Just as Pita and Pora were brandishing their axes within a few feet of me, yelling and dancing, or rather bounding, towards me, the two half-breeds rushed swiftly past them and threw themselves between us. Without a word they seized me by the arms and dragged me into the thicket. Then they explained, saying—

"Run for your life! They mean to kill you!"

When I rejoined the working-party an hour or two later, Pita and Pora were calm again, and had resumed their work. They merely growled and menaced me. Afterwards, when we were lying side by side in camp, Pita reverted to the matter as a pleasant episode. He told me all about the ngarara, how tapu it was, and what a dreadful insult I had unwittingly put upon him and his mate. He said they would certainly have killed me in their wild gust of passion, though they would have been sorry for it afterwards. It was all over now, he added, because he and Pora had had time to reflect, and remembered that I was a poor ignorant Pakeha who knew no better. Besides, they were Christians, which they had forgotten in their heat. Now, they were my two apostles once more. I understand that Pora alluded feelingly to the matter during an exposition of the Scriptures, with which he favoured the rest of the gang the following Sunday.

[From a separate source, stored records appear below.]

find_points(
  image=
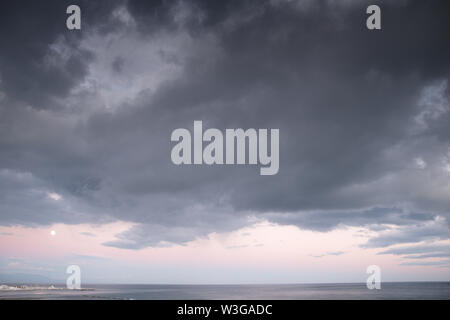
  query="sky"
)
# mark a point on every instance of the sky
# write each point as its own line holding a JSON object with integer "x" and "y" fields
{"x": 86, "y": 118}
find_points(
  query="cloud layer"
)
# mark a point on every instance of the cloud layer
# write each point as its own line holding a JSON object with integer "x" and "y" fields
{"x": 363, "y": 116}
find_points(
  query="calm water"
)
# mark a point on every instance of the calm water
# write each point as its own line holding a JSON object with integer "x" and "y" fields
{"x": 404, "y": 290}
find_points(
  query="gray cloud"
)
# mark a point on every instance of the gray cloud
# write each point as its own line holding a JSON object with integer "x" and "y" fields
{"x": 83, "y": 115}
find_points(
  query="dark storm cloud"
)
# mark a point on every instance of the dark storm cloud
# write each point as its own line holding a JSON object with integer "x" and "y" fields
{"x": 27, "y": 30}
{"x": 355, "y": 109}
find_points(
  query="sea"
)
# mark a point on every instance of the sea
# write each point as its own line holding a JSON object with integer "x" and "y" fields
{"x": 338, "y": 291}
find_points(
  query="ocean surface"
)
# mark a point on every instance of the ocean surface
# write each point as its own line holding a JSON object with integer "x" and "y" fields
{"x": 353, "y": 291}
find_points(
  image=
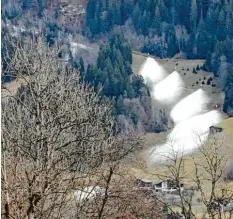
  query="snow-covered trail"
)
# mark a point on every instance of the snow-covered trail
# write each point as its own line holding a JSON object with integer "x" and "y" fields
{"x": 190, "y": 114}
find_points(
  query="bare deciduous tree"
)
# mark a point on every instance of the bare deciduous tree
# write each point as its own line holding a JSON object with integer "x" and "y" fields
{"x": 58, "y": 144}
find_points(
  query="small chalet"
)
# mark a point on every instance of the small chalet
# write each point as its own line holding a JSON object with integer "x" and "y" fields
{"x": 167, "y": 185}
{"x": 144, "y": 183}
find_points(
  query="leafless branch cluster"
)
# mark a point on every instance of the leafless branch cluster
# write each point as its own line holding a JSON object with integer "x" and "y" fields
{"x": 60, "y": 157}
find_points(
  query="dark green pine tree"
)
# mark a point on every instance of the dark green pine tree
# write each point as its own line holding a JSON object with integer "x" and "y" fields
{"x": 228, "y": 102}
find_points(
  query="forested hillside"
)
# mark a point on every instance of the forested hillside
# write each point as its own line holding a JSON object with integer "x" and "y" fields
{"x": 112, "y": 76}
{"x": 200, "y": 29}
{"x": 195, "y": 29}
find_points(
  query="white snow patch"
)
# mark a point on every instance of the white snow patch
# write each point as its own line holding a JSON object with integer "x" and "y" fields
{"x": 152, "y": 72}
{"x": 186, "y": 136}
{"x": 192, "y": 105}
{"x": 88, "y": 193}
{"x": 169, "y": 90}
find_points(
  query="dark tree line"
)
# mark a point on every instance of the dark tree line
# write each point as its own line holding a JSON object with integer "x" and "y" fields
{"x": 202, "y": 29}
{"x": 112, "y": 76}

At the present day, the rites and ceremonies of the tohunga have entirely given place to Christian observances; and, as is the wont of primitive intelligences, the Maori are most rigorous observers of all outward forms, whatever degree of fervour they may have spiritually attained. In the young days of Christianity here, the converts ascribed to the missionaries a magical mana, such as they had formerly believed to reside in the tohunga. This was the natural result of that terrible day of wrath on the Keri-keri, when a "great awakening" was brought about through the instrumentality and efficacy of Epsom salts, and when the mana of the tapu Pakeha was thereby so fully demonstrated. Consequently, the ceremonial prescribed and the doctrines inculcated by the missionaries were most unquestioningly accepted.

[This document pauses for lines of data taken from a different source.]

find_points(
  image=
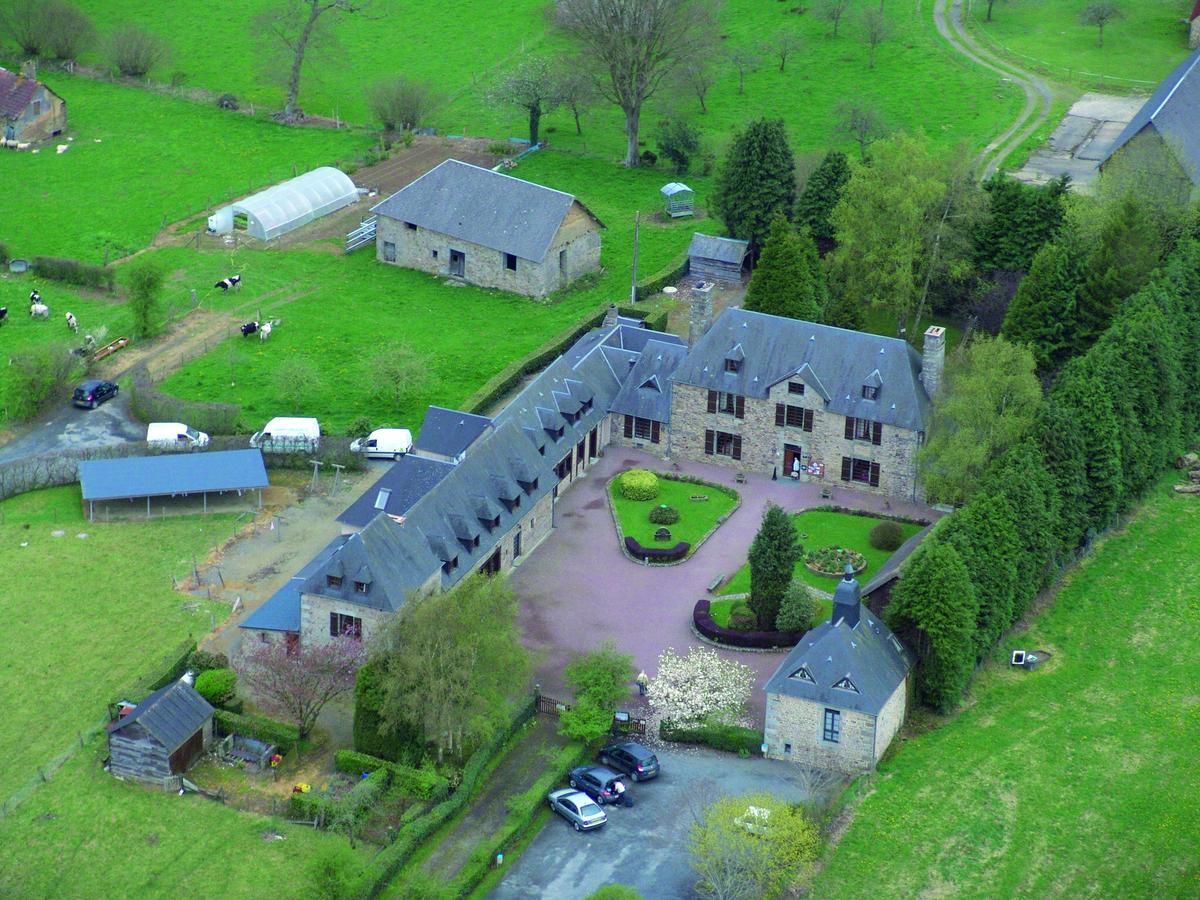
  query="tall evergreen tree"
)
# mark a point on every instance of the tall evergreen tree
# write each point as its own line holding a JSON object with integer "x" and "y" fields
{"x": 934, "y": 605}
{"x": 756, "y": 181}
{"x": 773, "y": 556}
{"x": 821, "y": 195}
{"x": 787, "y": 279}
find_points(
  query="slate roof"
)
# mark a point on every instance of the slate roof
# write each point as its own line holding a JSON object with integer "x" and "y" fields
{"x": 449, "y": 432}
{"x": 407, "y": 481}
{"x": 723, "y": 250}
{"x": 834, "y": 361}
{"x": 172, "y": 474}
{"x": 1174, "y": 112}
{"x": 171, "y": 715}
{"x": 867, "y": 653}
{"x": 483, "y": 207}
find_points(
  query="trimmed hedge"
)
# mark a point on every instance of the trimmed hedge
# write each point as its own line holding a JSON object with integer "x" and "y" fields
{"x": 729, "y": 738}
{"x": 733, "y": 637}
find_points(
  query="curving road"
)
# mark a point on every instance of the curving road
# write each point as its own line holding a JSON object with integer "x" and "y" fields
{"x": 1037, "y": 91}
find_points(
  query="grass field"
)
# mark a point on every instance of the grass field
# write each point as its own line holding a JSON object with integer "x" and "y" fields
{"x": 83, "y": 618}
{"x": 1078, "y": 779}
{"x": 1143, "y": 47}
{"x": 157, "y": 160}
{"x": 696, "y": 519}
{"x": 825, "y": 528}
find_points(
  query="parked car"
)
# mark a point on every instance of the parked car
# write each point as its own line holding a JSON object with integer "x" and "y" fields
{"x": 93, "y": 393}
{"x": 577, "y": 809}
{"x": 598, "y": 783}
{"x": 636, "y": 761}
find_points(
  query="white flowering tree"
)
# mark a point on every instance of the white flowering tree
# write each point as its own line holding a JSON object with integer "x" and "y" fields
{"x": 701, "y": 685}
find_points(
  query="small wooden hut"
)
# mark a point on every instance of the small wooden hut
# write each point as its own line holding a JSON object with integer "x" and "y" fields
{"x": 717, "y": 258}
{"x": 681, "y": 199}
{"x": 161, "y": 736}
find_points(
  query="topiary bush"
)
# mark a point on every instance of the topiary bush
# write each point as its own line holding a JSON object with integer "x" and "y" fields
{"x": 886, "y": 535}
{"x": 639, "y": 485}
{"x": 663, "y": 514}
{"x": 217, "y": 685}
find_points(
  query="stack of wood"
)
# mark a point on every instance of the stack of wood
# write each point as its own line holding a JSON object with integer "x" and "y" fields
{"x": 1191, "y": 463}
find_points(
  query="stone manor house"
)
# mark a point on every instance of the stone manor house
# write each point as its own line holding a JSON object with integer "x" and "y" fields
{"x": 755, "y": 393}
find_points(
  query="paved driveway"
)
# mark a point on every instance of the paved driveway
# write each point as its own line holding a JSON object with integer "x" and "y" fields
{"x": 645, "y": 846}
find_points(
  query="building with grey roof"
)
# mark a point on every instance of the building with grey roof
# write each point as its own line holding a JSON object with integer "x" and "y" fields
{"x": 841, "y": 694}
{"x": 467, "y": 222}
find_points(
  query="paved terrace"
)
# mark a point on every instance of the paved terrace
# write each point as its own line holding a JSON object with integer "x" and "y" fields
{"x": 579, "y": 588}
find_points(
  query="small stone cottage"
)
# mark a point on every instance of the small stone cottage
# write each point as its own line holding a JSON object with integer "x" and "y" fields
{"x": 841, "y": 694}
{"x": 490, "y": 229}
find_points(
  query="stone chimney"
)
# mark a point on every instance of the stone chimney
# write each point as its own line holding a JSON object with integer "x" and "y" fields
{"x": 933, "y": 360}
{"x": 700, "y": 317}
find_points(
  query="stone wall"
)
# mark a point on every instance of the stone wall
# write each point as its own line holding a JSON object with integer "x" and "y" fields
{"x": 579, "y": 239}
{"x": 762, "y": 441}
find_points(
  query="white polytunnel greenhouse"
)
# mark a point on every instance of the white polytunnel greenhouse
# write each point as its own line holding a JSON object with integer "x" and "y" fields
{"x": 288, "y": 205}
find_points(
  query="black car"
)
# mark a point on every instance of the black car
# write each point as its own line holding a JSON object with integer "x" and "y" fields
{"x": 93, "y": 393}
{"x": 598, "y": 783}
{"x": 636, "y": 761}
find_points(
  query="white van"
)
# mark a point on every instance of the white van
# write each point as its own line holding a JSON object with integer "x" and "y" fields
{"x": 175, "y": 436}
{"x": 288, "y": 435}
{"x": 384, "y": 442}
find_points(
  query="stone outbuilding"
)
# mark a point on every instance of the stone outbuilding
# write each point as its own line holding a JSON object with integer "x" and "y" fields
{"x": 490, "y": 229}
{"x": 162, "y": 736}
{"x": 30, "y": 109}
{"x": 840, "y": 696}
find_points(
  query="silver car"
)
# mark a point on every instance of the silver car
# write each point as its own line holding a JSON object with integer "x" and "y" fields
{"x": 576, "y": 808}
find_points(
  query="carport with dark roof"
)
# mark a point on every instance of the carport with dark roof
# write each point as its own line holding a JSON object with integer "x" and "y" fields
{"x": 172, "y": 478}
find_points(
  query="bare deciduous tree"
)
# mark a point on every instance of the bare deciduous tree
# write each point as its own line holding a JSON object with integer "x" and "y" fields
{"x": 635, "y": 45}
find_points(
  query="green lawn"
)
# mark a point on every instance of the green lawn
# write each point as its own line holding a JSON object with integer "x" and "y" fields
{"x": 1075, "y": 780}
{"x": 83, "y": 618}
{"x": 1143, "y": 47}
{"x": 157, "y": 160}
{"x": 826, "y": 528}
{"x": 696, "y": 517}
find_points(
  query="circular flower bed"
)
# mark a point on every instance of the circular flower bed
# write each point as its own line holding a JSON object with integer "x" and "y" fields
{"x": 832, "y": 561}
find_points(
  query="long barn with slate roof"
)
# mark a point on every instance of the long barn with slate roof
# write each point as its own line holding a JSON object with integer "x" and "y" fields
{"x": 490, "y": 229}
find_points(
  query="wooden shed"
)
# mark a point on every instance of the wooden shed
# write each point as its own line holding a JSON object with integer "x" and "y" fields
{"x": 161, "y": 736}
{"x": 717, "y": 258}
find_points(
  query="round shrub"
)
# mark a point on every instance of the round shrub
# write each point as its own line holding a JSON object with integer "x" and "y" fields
{"x": 663, "y": 514}
{"x": 217, "y": 685}
{"x": 887, "y": 535}
{"x": 639, "y": 485}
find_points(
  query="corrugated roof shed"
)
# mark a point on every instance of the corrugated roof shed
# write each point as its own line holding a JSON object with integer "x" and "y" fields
{"x": 172, "y": 474}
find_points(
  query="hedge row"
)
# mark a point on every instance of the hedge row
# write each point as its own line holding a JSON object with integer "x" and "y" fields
{"x": 259, "y": 727}
{"x": 72, "y": 271}
{"x": 730, "y": 738}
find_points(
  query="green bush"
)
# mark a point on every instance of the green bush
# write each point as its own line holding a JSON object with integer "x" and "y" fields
{"x": 663, "y": 514}
{"x": 886, "y": 535}
{"x": 217, "y": 685}
{"x": 639, "y": 485}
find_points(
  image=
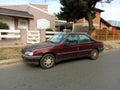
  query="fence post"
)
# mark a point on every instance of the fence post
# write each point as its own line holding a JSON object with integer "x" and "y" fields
{"x": 23, "y": 36}
{"x": 42, "y": 35}
{"x": 0, "y": 36}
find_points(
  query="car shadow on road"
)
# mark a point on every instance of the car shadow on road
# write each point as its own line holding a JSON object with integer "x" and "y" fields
{"x": 72, "y": 60}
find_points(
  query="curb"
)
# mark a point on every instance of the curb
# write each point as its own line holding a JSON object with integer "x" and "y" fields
{"x": 10, "y": 61}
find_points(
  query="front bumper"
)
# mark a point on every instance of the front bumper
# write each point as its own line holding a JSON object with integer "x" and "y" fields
{"x": 101, "y": 49}
{"x": 31, "y": 59}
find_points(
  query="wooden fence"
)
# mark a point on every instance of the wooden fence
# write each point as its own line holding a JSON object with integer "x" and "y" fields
{"x": 106, "y": 35}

The Maori adopted religion with a marvellous zeal, and, had it not been for European colonization, sectarianism, and other reasons, they might have become a startling example of fervid Christianity. The differences between denominations, even in the early days, created much bitterness, and, as we have seen, led to Hau-hau. It has needed, at times, all the mana of the missionary, and more, to prevent actual hostilities between communities professing the differing creeds of the Episcopal, Wesleyan, or Roman Catholic bodies. One often meets with sad examples of sectarian animosity manifested among these simple people.

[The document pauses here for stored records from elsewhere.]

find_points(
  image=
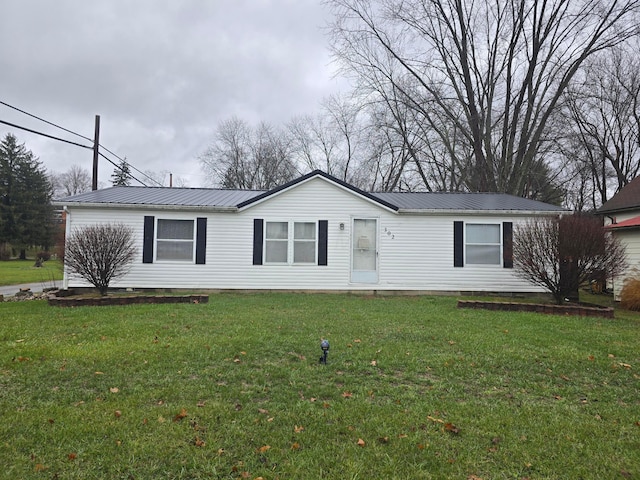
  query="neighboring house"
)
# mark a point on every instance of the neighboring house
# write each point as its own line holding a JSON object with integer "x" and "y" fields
{"x": 622, "y": 218}
{"x": 315, "y": 233}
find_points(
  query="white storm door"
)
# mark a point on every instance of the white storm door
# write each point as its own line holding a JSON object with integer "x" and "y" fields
{"x": 364, "y": 251}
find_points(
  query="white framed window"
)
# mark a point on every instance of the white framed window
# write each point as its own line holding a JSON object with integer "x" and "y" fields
{"x": 276, "y": 242}
{"x": 483, "y": 244}
{"x": 291, "y": 242}
{"x": 175, "y": 240}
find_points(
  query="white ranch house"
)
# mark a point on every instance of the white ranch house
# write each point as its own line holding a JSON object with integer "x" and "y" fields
{"x": 622, "y": 218}
{"x": 315, "y": 233}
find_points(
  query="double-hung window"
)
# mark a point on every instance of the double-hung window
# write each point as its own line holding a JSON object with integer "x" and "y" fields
{"x": 483, "y": 244}
{"x": 290, "y": 242}
{"x": 175, "y": 240}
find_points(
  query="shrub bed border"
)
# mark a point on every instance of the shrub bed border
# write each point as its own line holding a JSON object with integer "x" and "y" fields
{"x": 578, "y": 310}
{"x": 125, "y": 300}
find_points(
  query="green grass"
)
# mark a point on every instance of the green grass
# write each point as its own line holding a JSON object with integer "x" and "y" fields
{"x": 233, "y": 389}
{"x": 15, "y": 272}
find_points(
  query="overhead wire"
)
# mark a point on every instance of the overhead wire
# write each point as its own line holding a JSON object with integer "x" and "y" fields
{"x": 44, "y": 134}
{"x": 74, "y": 143}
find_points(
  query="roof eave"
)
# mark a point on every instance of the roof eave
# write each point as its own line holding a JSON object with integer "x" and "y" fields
{"x": 443, "y": 211}
{"x": 141, "y": 206}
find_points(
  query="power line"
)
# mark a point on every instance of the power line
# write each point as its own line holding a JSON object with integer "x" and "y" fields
{"x": 73, "y": 143}
{"x": 43, "y": 120}
{"x": 45, "y": 134}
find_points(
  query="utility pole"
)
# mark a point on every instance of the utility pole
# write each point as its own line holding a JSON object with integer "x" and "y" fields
{"x": 96, "y": 143}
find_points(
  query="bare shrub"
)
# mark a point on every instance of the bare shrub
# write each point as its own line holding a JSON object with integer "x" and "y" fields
{"x": 100, "y": 253}
{"x": 630, "y": 294}
{"x": 543, "y": 247}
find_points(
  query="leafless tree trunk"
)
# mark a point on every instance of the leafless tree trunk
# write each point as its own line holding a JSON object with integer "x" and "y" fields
{"x": 492, "y": 72}
{"x": 603, "y": 109}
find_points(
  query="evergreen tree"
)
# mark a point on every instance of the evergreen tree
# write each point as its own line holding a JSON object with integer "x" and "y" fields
{"x": 26, "y": 214}
{"x": 121, "y": 176}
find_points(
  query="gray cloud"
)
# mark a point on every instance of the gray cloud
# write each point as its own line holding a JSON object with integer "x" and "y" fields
{"x": 161, "y": 74}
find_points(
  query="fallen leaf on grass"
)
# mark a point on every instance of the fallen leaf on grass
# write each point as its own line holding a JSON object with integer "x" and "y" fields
{"x": 450, "y": 427}
{"x": 180, "y": 416}
{"x": 198, "y": 443}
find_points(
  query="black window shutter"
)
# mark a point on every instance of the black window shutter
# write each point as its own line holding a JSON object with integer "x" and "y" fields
{"x": 201, "y": 240}
{"x": 458, "y": 244}
{"x": 147, "y": 239}
{"x": 258, "y": 232}
{"x": 323, "y": 228}
{"x": 507, "y": 244}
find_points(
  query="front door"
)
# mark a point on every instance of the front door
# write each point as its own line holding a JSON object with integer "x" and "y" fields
{"x": 364, "y": 251}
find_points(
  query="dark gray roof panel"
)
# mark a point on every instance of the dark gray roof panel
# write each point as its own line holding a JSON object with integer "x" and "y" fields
{"x": 464, "y": 201}
{"x": 222, "y": 198}
{"x": 192, "y": 197}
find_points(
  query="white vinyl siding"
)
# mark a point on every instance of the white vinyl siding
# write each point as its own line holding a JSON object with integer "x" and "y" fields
{"x": 482, "y": 244}
{"x": 175, "y": 240}
{"x": 415, "y": 250}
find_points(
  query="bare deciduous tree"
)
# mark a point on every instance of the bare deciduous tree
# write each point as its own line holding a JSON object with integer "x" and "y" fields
{"x": 493, "y": 72}
{"x": 542, "y": 248}
{"x": 72, "y": 182}
{"x": 603, "y": 111}
{"x": 248, "y": 158}
{"x": 100, "y": 253}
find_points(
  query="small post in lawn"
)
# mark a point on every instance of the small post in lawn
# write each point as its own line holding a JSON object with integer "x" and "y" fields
{"x": 324, "y": 345}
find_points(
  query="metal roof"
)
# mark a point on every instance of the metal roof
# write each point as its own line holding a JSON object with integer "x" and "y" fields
{"x": 234, "y": 199}
{"x": 628, "y": 198}
{"x": 187, "y": 197}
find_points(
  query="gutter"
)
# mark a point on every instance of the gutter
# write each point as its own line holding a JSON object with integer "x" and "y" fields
{"x": 145, "y": 206}
{"x": 524, "y": 213}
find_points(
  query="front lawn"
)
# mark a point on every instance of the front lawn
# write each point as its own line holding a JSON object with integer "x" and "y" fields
{"x": 15, "y": 272}
{"x": 414, "y": 388}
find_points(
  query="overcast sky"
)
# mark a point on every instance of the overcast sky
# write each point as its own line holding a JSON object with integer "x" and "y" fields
{"x": 160, "y": 73}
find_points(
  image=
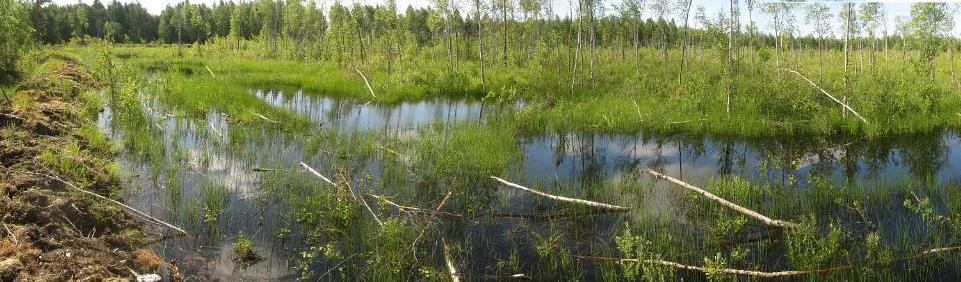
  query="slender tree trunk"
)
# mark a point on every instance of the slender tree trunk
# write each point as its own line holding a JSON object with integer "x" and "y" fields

In the early days the missionaries were a political power. Long before the Treaty of Waitangi was signed they had attained a supreme and widespread influence among the tribes. As has been already noticed, it was their desire to have formed a Christian Maori nation, under their own ægis; and, to effect this, they seem to have disregarded the wants of their own countrymen. But all this is retrospective matter, with which it is not now necessary to deal. Neither may I revert to the action of missionaries in the young days of the colony, either with regard to the general government, or to the land-sharking attributed to certain of their number. Too much acrimony has been given rise to already by the discussion of such topics.

The missionary influence has now less practical power, perhaps, than clerical direction in England. Only among secluded hapu (communities) is anything resembling the old force to be found, and there it is necessarily limited and localized. It is felt more among the elders than among the younger generations, who have learnt to read and write, have mixed more with Pakeha, and whose minds are consequently more open, and less inclined to accept spiritual authority as absolute. Their conceptions are not the same as their fathers', to whose minds Christianity came as a new form of tapu, and to whom the missionary appeared as possessor of a more powerful mana than the tohunga.

Sunday is a kind of tapu day with the Maori. They are often more Sabbatarian than Scotsmen, and more pharisaic than the Pharisees themselves. To the letter of the law they pay the minutest attention, whether they estimate its spirit rightly or not.

But there is great diversity of character in this as in other matters, and what is recorded of one tribe or community will not always apply to all. The perfect equality with the Pakeha that the Maori enjoy, and the degree of education that has grown up among them, have produced effects. Among others is a gradual change from fervour to hypocrisy, and from an exaggerated piety to a lesser regard for the forms of religion. Year by year fewer tales will be told of Maori affectations, simple pieties, or childish formalism.

Religion is often the fashion in some of their communities, and is entertained with the most rigid observance. Travellers coming to a Maori kainga upon a Sunday, have been denied shelter and food until sunrise on Monday; and, when Monday came, they have been cheated by the same tattooed Pharisees, who were too sanctimonious to sell a potato to a hungry traveller upon the Sabbath, or to help him build a hut as shelter from the wind and rain.